The accreditation process is administered by the National Architectural Accreditation Board (NAAB). NAAB has conditions for accreditation, so they actually set up a system for evaluating schools of architecture so that there's consistency between schools.
Each school is going to have a unique character, unique culture, but the basics of what architectural students need to know by the time they get their degree is clearly defined in the conditions of accreditation. There are many aspects of the accreditation process that happens every five years in every school of architecture.
Many of you probably don't realize that I taught architecture at universities for 10 years before I really started this last stretch of professional practice. As a licensed architect, I was a full time Professor of Architecture at Kansas State University for five years, and the University of Texas at San Antonio for five years.
In both places, I participated in re-accreditation, or initial accreditation processes. At the University of Texas San Antonio, we were working on an initial accreditation process.
There's criteria that the schools have to demonstrate that they're actually being able to teach students the things that NAAB wants them to know. And while there's many other things about program criteria and university criteria and the overall context of education, the student criteria is quite clear.
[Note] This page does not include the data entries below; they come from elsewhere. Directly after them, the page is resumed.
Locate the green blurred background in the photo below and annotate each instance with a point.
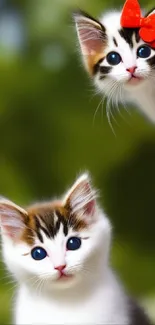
(49, 132)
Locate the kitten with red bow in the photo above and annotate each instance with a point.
(118, 51)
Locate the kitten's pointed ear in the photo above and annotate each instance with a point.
(92, 39)
(81, 198)
(11, 218)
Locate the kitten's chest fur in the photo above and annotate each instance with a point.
(101, 307)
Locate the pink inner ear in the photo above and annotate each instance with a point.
(90, 206)
(90, 39)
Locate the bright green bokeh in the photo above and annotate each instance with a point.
(51, 129)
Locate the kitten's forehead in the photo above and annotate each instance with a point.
(121, 37)
(50, 219)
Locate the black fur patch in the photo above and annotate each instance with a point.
(149, 12)
(151, 61)
(104, 71)
(96, 68)
(86, 15)
(115, 42)
(127, 34)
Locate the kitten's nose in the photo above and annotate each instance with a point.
(60, 267)
(131, 70)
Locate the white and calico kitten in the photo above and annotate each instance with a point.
(121, 65)
(58, 251)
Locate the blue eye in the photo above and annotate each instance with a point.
(144, 51)
(113, 58)
(38, 253)
(73, 243)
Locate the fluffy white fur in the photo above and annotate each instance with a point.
(92, 296)
(115, 86)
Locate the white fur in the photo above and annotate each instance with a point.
(92, 296)
(115, 86)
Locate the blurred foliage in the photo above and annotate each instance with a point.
(52, 127)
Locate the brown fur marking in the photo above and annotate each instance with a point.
(47, 217)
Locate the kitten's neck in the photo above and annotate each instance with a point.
(144, 98)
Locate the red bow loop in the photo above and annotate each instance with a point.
(131, 18)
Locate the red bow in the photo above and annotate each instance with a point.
(131, 18)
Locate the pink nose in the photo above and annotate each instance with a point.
(131, 70)
(60, 267)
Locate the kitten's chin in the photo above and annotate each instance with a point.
(62, 282)
(134, 82)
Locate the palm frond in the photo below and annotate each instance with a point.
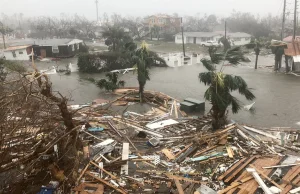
(235, 105)
(208, 64)
(205, 77)
(235, 55)
(102, 83)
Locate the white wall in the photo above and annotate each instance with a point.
(199, 40)
(241, 42)
(19, 57)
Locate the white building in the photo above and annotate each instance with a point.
(237, 38)
(19, 53)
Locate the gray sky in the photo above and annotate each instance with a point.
(139, 7)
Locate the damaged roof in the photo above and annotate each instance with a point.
(48, 42)
(212, 34)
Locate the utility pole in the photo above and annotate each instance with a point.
(182, 38)
(97, 9)
(295, 20)
(225, 29)
(3, 32)
(283, 20)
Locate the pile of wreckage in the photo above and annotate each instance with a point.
(163, 150)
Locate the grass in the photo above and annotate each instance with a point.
(169, 47)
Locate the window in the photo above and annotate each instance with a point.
(55, 49)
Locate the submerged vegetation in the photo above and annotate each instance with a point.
(221, 85)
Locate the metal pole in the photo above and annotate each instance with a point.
(283, 20)
(225, 29)
(97, 10)
(182, 38)
(295, 19)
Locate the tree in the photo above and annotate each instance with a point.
(3, 73)
(116, 38)
(140, 57)
(112, 83)
(221, 85)
(4, 30)
(156, 30)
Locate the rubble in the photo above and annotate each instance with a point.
(163, 150)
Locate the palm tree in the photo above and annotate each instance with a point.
(141, 59)
(4, 30)
(221, 85)
(116, 38)
(112, 83)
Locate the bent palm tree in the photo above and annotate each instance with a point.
(112, 83)
(141, 57)
(221, 85)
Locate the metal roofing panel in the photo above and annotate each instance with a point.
(12, 48)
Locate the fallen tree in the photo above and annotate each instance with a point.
(38, 138)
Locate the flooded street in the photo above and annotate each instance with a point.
(277, 94)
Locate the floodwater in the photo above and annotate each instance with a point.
(277, 94)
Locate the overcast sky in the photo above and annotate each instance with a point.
(140, 7)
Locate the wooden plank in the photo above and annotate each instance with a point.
(105, 182)
(266, 177)
(81, 188)
(205, 150)
(296, 181)
(183, 179)
(231, 169)
(125, 155)
(251, 186)
(82, 173)
(292, 173)
(239, 169)
(230, 152)
(176, 109)
(287, 189)
(186, 147)
(169, 154)
(179, 187)
(234, 185)
(112, 176)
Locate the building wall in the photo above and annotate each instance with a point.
(64, 50)
(240, 41)
(199, 40)
(20, 55)
(167, 24)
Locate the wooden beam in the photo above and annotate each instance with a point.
(125, 154)
(112, 176)
(179, 187)
(186, 147)
(235, 184)
(82, 172)
(106, 183)
(169, 154)
(228, 179)
(231, 169)
(205, 150)
(266, 177)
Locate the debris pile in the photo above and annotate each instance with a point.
(163, 150)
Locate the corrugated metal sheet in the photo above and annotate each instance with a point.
(13, 48)
(293, 49)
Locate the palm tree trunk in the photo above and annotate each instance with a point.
(141, 91)
(3, 37)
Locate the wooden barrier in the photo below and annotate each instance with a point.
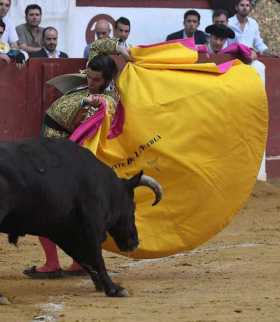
(24, 96)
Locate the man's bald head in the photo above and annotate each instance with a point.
(102, 29)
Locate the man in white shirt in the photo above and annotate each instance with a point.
(247, 32)
(10, 35)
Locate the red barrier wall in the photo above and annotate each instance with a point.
(24, 96)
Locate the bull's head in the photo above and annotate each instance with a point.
(124, 231)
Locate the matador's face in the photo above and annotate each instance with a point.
(96, 81)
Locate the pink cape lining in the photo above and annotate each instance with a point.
(89, 128)
(187, 42)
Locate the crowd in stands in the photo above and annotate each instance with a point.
(37, 41)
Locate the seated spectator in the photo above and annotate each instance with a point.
(49, 50)
(10, 35)
(228, 5)
(220, 16)
(218, 37)
(30, 33)
(122, 30)
(102, 30)
(191, 23)
(246, 28)
(6, 53)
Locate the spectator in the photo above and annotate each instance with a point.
(220, 16)
(30, 33)
(219, 33)
(246, 28)
(6, 54)
(10, 34)
(102, 30)
(122, 30)
(191, 23)
(50, 37)
(228, 5)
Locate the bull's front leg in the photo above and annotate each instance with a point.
(94, 265)
(101, 278)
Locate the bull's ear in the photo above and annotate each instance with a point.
(134, 181)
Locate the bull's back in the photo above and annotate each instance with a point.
(60, 163)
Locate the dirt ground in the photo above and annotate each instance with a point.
(234, 277)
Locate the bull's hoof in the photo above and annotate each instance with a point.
(117, 292)
(4, 300)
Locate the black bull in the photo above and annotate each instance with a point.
(59, 190)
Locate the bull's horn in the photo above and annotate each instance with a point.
(154, 185)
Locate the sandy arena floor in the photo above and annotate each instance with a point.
(234, 277)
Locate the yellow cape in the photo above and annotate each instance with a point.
(199, 132)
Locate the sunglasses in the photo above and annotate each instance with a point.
(2, 4)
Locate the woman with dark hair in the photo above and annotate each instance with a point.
(63, 117)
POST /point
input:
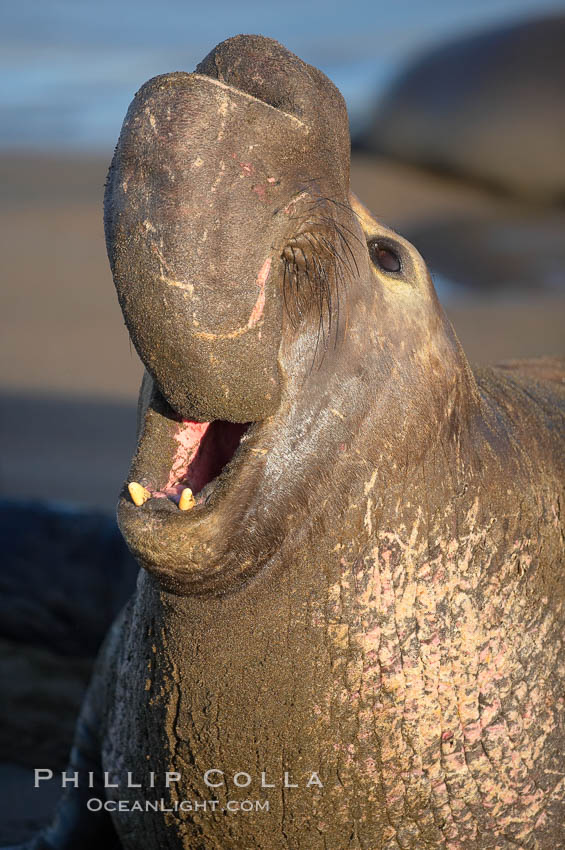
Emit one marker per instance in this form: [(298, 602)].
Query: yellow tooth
[(139, 494), (187, 500)]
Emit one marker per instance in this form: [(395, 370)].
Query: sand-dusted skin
[(360, 607)]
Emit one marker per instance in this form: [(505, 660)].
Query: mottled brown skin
[(374, 590)]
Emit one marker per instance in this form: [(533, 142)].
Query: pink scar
[(257, 311)]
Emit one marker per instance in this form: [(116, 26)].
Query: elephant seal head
[(273, 314)]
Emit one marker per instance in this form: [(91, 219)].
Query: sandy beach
[(69, 376)]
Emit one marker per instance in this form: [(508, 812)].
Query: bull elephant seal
[(351, 636), (487, 107)]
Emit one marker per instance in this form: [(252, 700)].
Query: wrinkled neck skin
[(390, 637)]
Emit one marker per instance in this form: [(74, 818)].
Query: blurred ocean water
[(69, 68)]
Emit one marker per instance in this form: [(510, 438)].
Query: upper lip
[(201, 549)]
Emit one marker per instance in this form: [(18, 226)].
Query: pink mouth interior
[(204, 448)]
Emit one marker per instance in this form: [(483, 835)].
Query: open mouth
[(202, 451)]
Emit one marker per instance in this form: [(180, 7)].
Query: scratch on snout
[(189, 287), (255, 315)]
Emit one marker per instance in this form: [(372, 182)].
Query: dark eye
[(384, 257)]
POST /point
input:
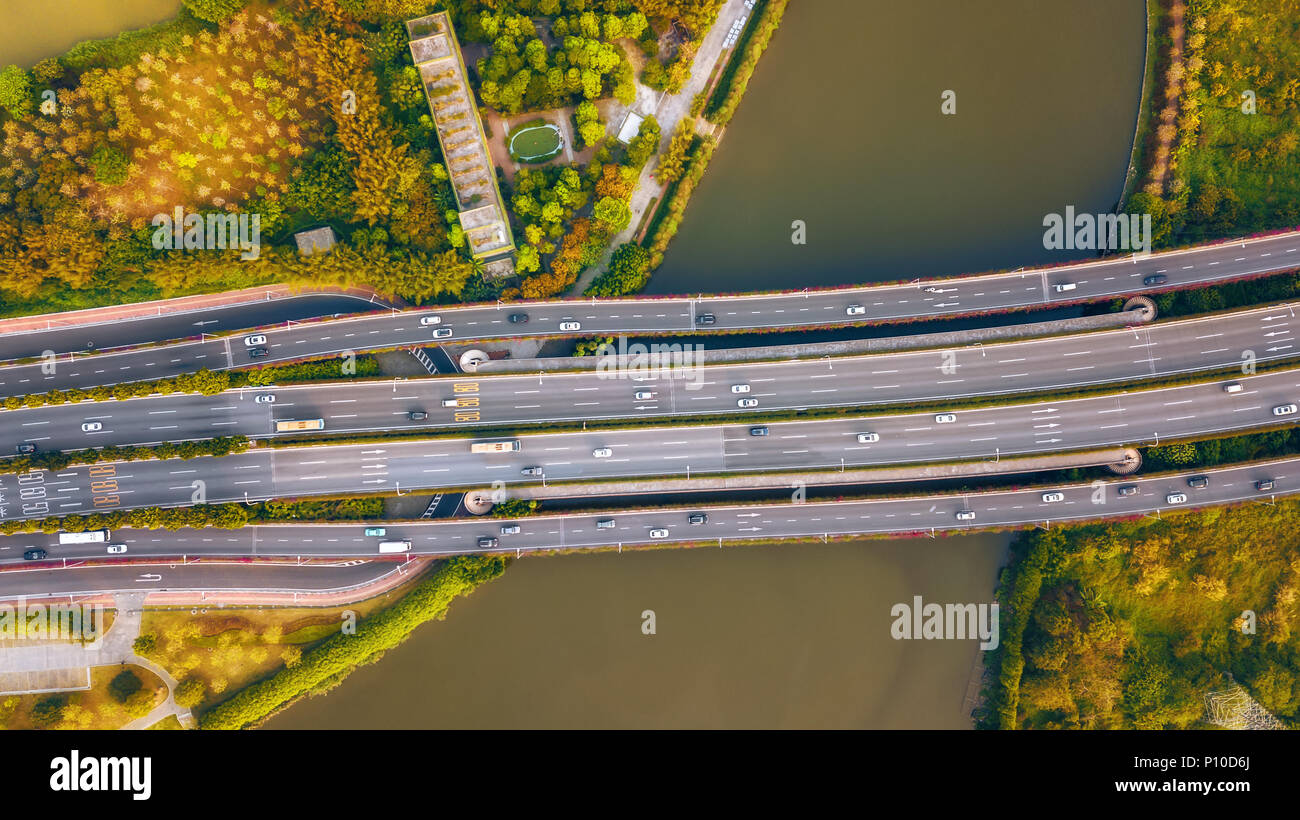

It covers six areas:
1. Health, safety and welfare of the built environment, in which students are supposed to understand the impact of the built environment on human health, safety and welfare at multiple scales, from buildings to cities.
2. Professional Practice. Students have to understand the professional ethics and regulatory requirements and the fundamental business processes relevant to architectural practice in the United States.
3. Regulatory Context. Students have to understand fundamental principles of life safety, land use and current laws or regulations that apply to buildings and sites in the United States.
4. Technical Knowledge. Understanding established and emerging systems and technologies and assemblies of building construction, and the methods and criteria architects use to assess those technologies against other conditions.
5. Design Synthesis. Now, in design synthesis, it's not really about understanding, it's about demonstrating the ability to make design decisions within architectural projects and demonstrating synthesis of user requirements, regulatory requirements and all the issues that go into designing a project.
6. Building Integration. Students have to demonstrate that they have developed the ability to make design decisions and within architectural projects while demonstrating the integration of building envelope systems and assemblies, structural systems, environmental control systems and life safety systems.
They have specific criteria that become the objectives of what is taught in an architecture school, and the outcomes are the demonstration that the schools actually have to show the accreditation team that's reviewing the accreditation of that school student projects and the results of the courses that they're taking, the syllabus, the examples, the reading material, they actually have to show what the students did to demonstrate that they're compliant with the accreditation process.
Why can't professional experience be done in a similar way, where what you do, the tasks that you do in your work, get demonstrated, and that's what really counts. That's what goes toward your competency, not just ticking off hours in particular categories.